江陶向他道謝:“謝謝夏川哥,你吃了嗎?沒吃一起吧。”
“好。”
吃生煎時汁爆開,嘴角弄髒了一點,夏川很随意的抽了張紙巾替江陶擦拭,江陶躲開了:“我自己來。”
“江陶,不要總把我推開,人要試着往前走,接受新的感情新的人。”
“我也知道啊,但我做不到。”
“江陶,”夏川握住他的手,握得很緊:“你不是做不到,你是自己把自己困在你親手畫的圈子裏了,不要對我設防線,不求你現在接受我,或者說不一定是我,是任何人都好,你試着放下防備,不要抵觸,好嗎?”
“你先放開我,我想想再給你答複好嗎?”
“好,希望不會等太久。”晚上跟江淮一起吃飯,聊起夏川,江淮沒有勸江陶接受夏川,他告訴江陶,夏川曾經也有一個戀人,愛的轟轟烈烈,他的愛人被他保護的很好,江淮只知道有那麽個人的存在,具體連那人是男是女都不知道。
“哥,那你怎麽知道他們愛的要死要活?”
“因為夏川了為那個他愛的人差點死掉。”
“什麽?”
江淮說:“具體不清楚,只知道那時候夏川是在河裏被人救起來的,昏迷了好多天,我也是聽同校校友無意說起的,校友跟他同城,去醫院看過他,夏川這個人,人是沒說話,只是我總覺得他對你感情有待驗證,你聽說過替身這個詞沒?”
江陶樂了:“哥,你還知道替身啊,小說裏看的?現實中哪有什麽替身文學,你放心,我沒答應他。”

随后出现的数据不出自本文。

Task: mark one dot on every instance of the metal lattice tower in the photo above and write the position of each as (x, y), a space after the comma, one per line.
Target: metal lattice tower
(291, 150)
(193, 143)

“啧,偏離重點的,我不是擔心你答不答應他,我只是不希望你再次受傷,我希望你能遇到一個你喜歡,他也喜歡你的。”
“我知道了,我自己會想清楚的。”
8月,城南的植物園的光菊、麥稈菊、松果菊、波斯菊相繼開放,江陶一個人去看了花展,在花展碰到久未碰面的陳哥。